The livestock industry appealed for common sense on the rule. Such a rule obviously puts livestock more at jeopardy during the summer. DOT granted livestock haulers an exemption last summer to the rule last summer, which DOT noted had "no adverse effects to safety."
Thus, DOT granted another exemption, this time for a full year, at the request the National Pork Producers Council, which had asked for a two-year exemption from the rule last year.
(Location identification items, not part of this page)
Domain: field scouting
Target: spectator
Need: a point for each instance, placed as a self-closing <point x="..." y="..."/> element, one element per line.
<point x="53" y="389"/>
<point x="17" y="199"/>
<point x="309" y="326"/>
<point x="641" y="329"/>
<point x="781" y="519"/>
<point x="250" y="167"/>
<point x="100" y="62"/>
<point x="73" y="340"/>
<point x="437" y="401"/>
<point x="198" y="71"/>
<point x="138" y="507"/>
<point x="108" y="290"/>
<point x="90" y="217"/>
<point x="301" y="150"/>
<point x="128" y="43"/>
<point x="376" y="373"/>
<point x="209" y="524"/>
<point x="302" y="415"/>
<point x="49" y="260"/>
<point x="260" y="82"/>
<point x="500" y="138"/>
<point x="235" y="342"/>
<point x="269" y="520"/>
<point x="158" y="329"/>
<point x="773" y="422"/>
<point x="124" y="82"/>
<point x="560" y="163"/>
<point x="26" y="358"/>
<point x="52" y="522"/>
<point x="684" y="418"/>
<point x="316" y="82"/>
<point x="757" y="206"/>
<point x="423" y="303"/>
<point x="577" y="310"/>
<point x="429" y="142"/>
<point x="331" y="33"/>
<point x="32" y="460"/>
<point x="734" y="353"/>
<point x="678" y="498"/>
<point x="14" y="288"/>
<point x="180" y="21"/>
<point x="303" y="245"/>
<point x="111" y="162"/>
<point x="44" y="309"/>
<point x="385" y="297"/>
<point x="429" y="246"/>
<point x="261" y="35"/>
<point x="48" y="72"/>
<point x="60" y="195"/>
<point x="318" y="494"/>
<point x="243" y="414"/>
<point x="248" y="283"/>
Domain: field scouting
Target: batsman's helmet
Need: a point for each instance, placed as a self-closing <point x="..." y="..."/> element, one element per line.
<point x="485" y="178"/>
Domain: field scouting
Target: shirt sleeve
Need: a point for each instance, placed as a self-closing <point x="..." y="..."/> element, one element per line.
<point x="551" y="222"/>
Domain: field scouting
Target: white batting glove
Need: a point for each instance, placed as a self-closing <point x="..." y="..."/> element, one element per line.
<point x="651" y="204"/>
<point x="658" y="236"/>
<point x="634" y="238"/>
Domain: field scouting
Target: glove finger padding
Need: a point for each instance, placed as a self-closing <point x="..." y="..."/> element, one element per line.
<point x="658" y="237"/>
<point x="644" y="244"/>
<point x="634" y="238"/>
NPPC had filed its request on behalf of several livestock and meatpacking groups.
The pork industry rule on hog hauling is to avoid stopping at temperatures greater than 80 F. The cattle industry has similar concerns about animal stress under extreme heat conditions.
The exemption date and expiration next year become formal with the actual posting date in the Federal Register.
DOT statement: http://www.dot.gov/…
Federal Register posting: http://www.fmcsa.dot.gov/…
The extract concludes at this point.